Dans la confusion, une fillette disparaît.
La peur monte, la rumeur enfle, et un voisin discret, Santiago, devient le coupable idéal.
Mais dans la moiteur du chaos, la frontière entre menace réelle et peur collective se brouille dangereusement.
Un thriller en trois actes
- Le feu
La menace visible, brutale, spectaculaire. - Le soupçon
La peur se déplace vers l’humain, le discours déraille. - La révélation
La vérité éclate, simple, dérangeante : le pire était ailleurs.
Ce que raconte Coupe-feu
Victori filme la rumeur comme une contamination.

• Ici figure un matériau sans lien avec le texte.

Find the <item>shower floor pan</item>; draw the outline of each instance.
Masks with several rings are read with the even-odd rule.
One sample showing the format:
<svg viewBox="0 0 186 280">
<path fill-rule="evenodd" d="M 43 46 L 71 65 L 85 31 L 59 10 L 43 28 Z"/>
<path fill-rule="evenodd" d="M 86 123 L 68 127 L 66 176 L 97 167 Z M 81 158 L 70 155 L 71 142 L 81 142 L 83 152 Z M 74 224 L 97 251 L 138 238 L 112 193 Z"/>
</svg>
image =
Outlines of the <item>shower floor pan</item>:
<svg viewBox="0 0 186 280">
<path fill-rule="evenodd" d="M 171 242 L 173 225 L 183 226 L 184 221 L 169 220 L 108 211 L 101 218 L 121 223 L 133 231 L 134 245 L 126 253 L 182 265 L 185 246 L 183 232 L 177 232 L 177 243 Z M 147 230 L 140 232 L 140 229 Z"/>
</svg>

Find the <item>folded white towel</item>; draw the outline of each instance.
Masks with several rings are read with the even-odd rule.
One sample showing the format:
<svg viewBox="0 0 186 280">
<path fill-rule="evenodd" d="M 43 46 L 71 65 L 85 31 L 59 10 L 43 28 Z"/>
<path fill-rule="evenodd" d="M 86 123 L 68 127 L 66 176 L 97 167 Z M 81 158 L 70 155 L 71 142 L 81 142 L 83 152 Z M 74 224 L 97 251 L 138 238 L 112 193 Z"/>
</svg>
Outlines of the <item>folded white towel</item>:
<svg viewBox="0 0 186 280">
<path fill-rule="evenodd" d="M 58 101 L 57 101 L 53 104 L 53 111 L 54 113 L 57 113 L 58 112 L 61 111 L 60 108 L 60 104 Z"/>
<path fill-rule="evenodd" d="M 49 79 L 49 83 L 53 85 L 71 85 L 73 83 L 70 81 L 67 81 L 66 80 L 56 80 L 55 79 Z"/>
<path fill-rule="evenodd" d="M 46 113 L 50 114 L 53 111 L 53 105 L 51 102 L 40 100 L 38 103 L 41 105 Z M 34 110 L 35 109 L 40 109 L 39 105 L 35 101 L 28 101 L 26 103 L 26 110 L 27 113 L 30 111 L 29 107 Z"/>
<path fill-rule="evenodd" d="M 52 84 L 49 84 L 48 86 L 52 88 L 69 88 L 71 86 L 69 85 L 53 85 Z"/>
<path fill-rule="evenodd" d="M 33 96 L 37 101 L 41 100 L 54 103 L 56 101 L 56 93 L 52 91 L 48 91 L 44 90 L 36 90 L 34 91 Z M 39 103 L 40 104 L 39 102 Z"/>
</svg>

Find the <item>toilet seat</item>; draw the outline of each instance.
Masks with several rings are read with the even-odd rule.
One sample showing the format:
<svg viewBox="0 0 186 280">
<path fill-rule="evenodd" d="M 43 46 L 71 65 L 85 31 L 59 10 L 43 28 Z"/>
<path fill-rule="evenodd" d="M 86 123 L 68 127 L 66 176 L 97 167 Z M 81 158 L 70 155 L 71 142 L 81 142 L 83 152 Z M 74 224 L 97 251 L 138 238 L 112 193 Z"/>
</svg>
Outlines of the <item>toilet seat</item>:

Sous la pression, les certitudes s’effondrent : l’écoute disparaît, le langage déforme, et la peur crée son propre récit.
Le feu reste souvent hors champ ; c’est la suspicion qui consume les personnages.
Santiago, la figure du soupçon
Ni monstre ni martyr, Santiago (Enric Auquer) incarne l’altérité que le groupe rejette quand la peur domine.
Le film décortique, sans effet de manche, le mécanisme du bouc émissaire.

Réalisation & jeu
Mise en scène épurée, tension constante, silences lourds : David Victori installe un malaise progressif, presque étouffant.
Belén Cuesta livre une performance maîtrisée, oscillant entre douleur et obstination, tandis que le décor — la forêt — devient un espace mental, à la fois lieu de fuite et miroir de la panique.
Lecture sociale
Sous le vernis du thriller, Coupe-feu s’interroge sur la peur de l’autre, l’instinct de survie et la violence du soupçon.
Chaque personnage agit par besoin d’apaiser sa propre angoisse, quitte à nier la vérité.
Le feu n’est qu’un prétexte ; la véritable combustion est celle de la confiance.
Pourquoi Screen+ recommande Coupe-feu
- Une construction claire et symbolique
- Une tension psychologique constante
- Une réflexion fine sur la peur collective
- Un usage du hors-champ puissant et atmosphérique
Un thriller tendu et lucide, où le vrai danger n’est pas dans les flammes, mais dans le regard des autres.